The current results must be interpreted with caution because of the poor overall methodological study quality (mean PEDro score 4.6 points) and the considerable large heterogeneity (I2 = 80 %, χ2 = 163.1, df = 32, p < 0.01) for muscle strength. In terms of muscle morphology, our search identified nine studies only, which is why we consider our findings preliminary. While we were able to determine a dose–response relationship based on specific individual training variables with respect to muscle strength and morphology, it was not possible to ascertain any potential interactions between these variables. We recognize the limitation that the results may not represent one general dose–response relationship.

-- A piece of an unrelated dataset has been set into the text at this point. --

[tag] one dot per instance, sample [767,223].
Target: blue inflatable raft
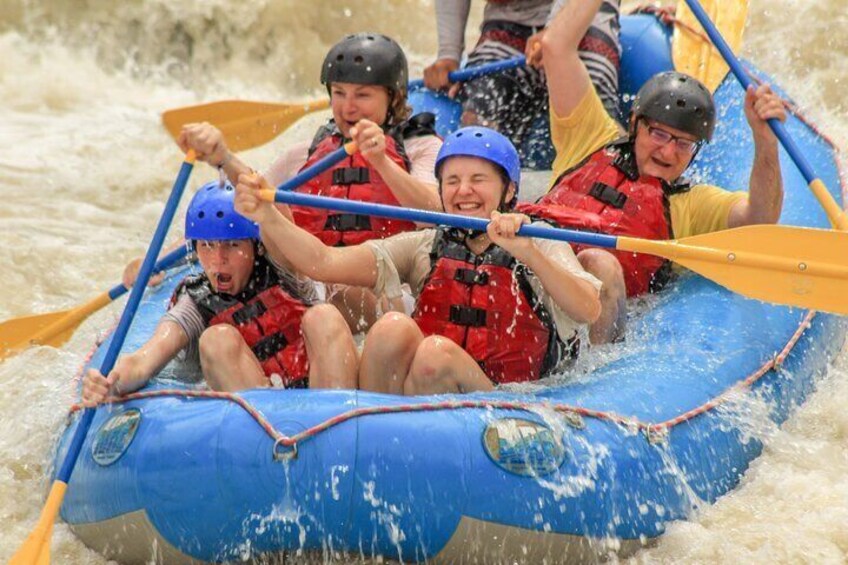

This systematic literature review and meta-analysis confirmed the effectiveness of RT on specific measures of upper and lower extremity muscle strength and muscle morphology in healthy old adults. In addition, we were able to extract dose–response relationships for key training variables (i.e., volume, intensity, rest), informing clinicians and practitioners to design effective RTs for muscle strength and morphology. Training period, intensity, time under tension, and rest in between sets play an important role in improving muscle strength and morphology and should be implemented in exercise training programs targeting healthy old adults. Still, further research is needed to reveal optimal dose–response relationships following RT in healthy as well as mobility limited and/or frail old adults.